Scheme officials have refuted claims in the Dutch media suggesting pensions regulator DNB has ordered the pension fund to change its governance structure as DNB officials felt the board lacked sufficient oversight on its assets.
The industry-wide pension fund for metal workers said in a statement it will scale down its board to one layer and abolish its separate committees for pensions and asset management.
Its 13-strong board will also be downsized and will meet more frequently, "increasing the strike power of the pension plan", it added.
According to the metalworkers' pension scheme, the move was directly triggered by the financial crisis as the pressure is said to have offered a "unique stress test, showing how the governance could be improved".
"Aside from the observations of De Nederlandsche Bank (DNB), we had already started drawing up a plan for the improvement of our asset management, and our grip on it," officials claimed.
PME said its plan for improvement focuses on increasing the boards' grip on the asset management, improving its risk management and increasing its independent expertise on asset management.
It added: "Although in our opinion the legally required expertise is already available within the board, we are further increasing the collective knowledge on investment."

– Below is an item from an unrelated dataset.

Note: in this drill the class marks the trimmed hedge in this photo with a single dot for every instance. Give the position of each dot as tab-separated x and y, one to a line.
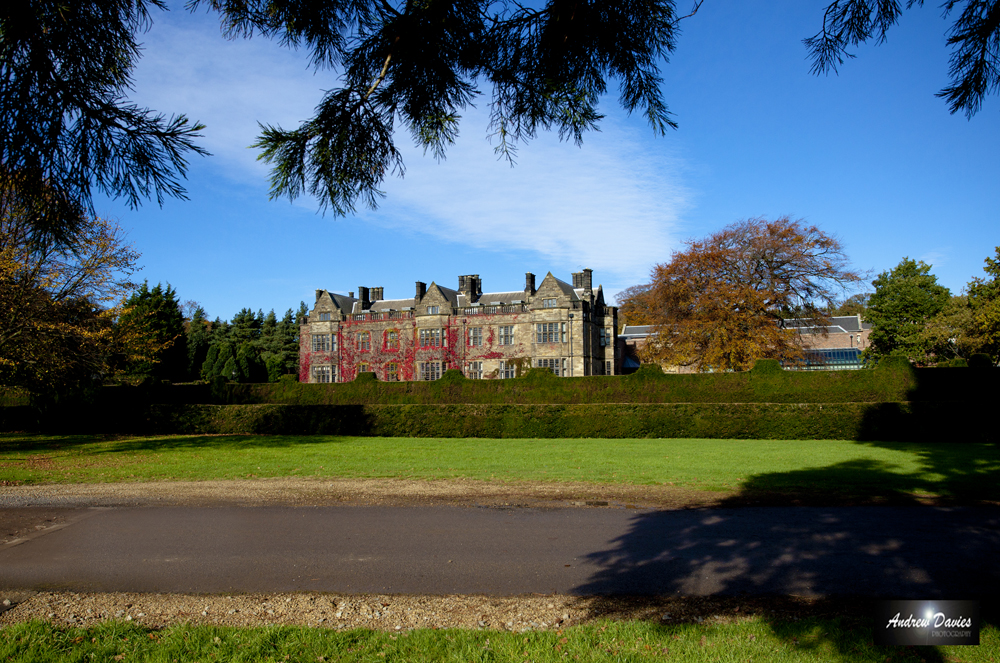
648	385
942	422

The asset management of the scheme has been outsourced to €60bn asset manager Mn Services for the past three years. Officials at Mn Services were unavailable for comment at the time of publication.
As part of the improvement process, scheme officials said an in-house independent risk manager has been appointed, as well as a director of asset management to head a team of investment experts.
PME's funding ratio - still 135% at the end of 2007 - dropped to 84% at the end of February 2009, but had recovered to 100% by the end of November 2009.